Tim Harrington, director of The Ability Center, began by telling the story of Alva Bunker, a boy born in 1901 with no hands or legs. Members of the Toledo Rotary Club used to watch him rolling up and down the street on his skateboard, and when he was 16, the club provided him with prosthetic legs and sent him to school.
“Alva was the original inspiration for The Ability Center, which was started in 1920 by Toledo Rotary,” said Harrington. “Over the years that followed, the Rotary Club lost touch with Alva, but in 2011, we found a marked grave at Willow Cemetery in Oregon, and the Rotary Club has now built a marker there explaining Alva’s story.”
Currently, The Ability Center builds 100 ramps every year with the help of volunteer carpenters, maintains close relationships with hospice agencies, and fields approximately 3,000 calls a week on subjects ranging from handicapped parking to funeral arrangements.

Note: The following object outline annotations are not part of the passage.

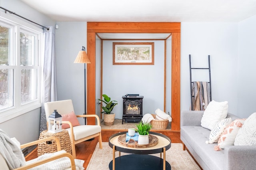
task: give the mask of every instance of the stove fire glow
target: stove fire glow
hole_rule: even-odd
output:
[[[128,114],[139,114],[140,108],[138,105],[129,104],[127,106],[127,112]]]

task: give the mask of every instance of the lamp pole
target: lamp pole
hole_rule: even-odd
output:
[[[86,70],[85,69],[85,64],[84,63],[84,115],[86,114]],[[86,118],[84,118],[84,125],[86,125]]]

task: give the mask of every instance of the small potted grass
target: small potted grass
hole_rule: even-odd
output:
[[[140,121],[138,124],[136,125],[136,131],[139,134],[138,141],[138,144],[146,144],[149,143],[148,134],[149,131],[152,128],[150,123],[143,123]]]

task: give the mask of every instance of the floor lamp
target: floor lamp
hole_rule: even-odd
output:
[[[86,114],[86,71],[85,66],[86,64],[91,63],[90,61],[88,55],[85,51],[85,47],[82,46],[82,51],[80,51],[77,55],[77,56],[74,62],[74,63],[84,63],[84,115]],[[86,119],[85,118],[84,124],[86,125]]]

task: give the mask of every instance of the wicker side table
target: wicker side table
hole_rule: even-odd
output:
[[[50,136],[57,137],[60,140],[60,148],[65,150],[67,152],[72,154],[71,142],[68,130],[62,129],[62,131],[56,133],[48,132],[47,130],[44,130],[40,134],[39,139]],[[38,156],[46,153],[53,153],[57,152],[57,144],[54,140],[50,140],[38,144]]]

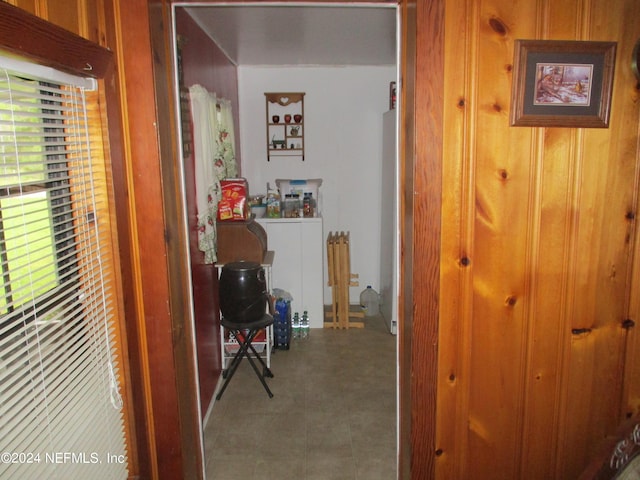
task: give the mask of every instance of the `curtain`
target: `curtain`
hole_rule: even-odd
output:
[[[102,110],[86,83],[0,59],[3,479],[129,475]]]
[[[217,260],[216,217],[220,181],[238,174],[231,102],[200,85],[189,88],[195,161],[198,248],[204,263]]]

“In the last 10 years, The Ability Center moved 750 people from nursing homes back into their community,” he continued. “It’s a major initiative that involves walking into people’s room and asking them if they had every thought about leaving this place.” Dennis Mussery, The Ability Center’s Community Connections Coordinator, explained that disabled people face many perception issues, which the public needs to be educated about. As a former girls’ basketball coach at Ottawa Hills High School, Mussery said there were many people who weren’t sure he could be an effective coach because he had polio and uses a wheelchair.
“It might be the first thing they saw, but it was the last thing they remembered,” he said, remembering how the players and parents quickly accepted his talents. “Now I work for The Ability Center and I try to speak for those who can’t speak for themselves, and be a role model.”
Mussery also expressed appreciation for the Oregon-Northwood Rotary Club’s “Paint Away Polio” event held last month. The Bill and Melinda Gates Foundation matched the club’s donation two to one, allowing them to donate almost $5,000 to the “End Polio Now” initiative.
“Rotarians and polio go way back – before my time,” he said. “I’ve been aware of the Rotarians ever since I was 2 years old, and when I went to Feilbach School for the Disabled, I know Rotarians were a major contributor to allow me to get my education.”
Tori Thompson, community outreach coordinator, explained that as a Center for Independent Living, The Ability Center provides a wealth of information, advocacy, independent living skills training and peer support for disabled individuals throughout the community. They are also one of few organizations across the county to provide assistance dogs at a nominal fee.
“Those perception issues that Dennis was talking about are not real barriers,” she said. “If they have the life skills and support, these people can do whatever they want.”
For more information about The Ability Center, visit abilitycenter.org.
Dennis Mussery, The Ability Center’s Community Connections Coordinator, demonstrates “popping a wheelie” in his wheelchair, to which he is bound because of polio. The Oregon-Northwood Rotary Club donated almost $5,000 to “End Polio Now” following April’s “Paint Away Polio” event.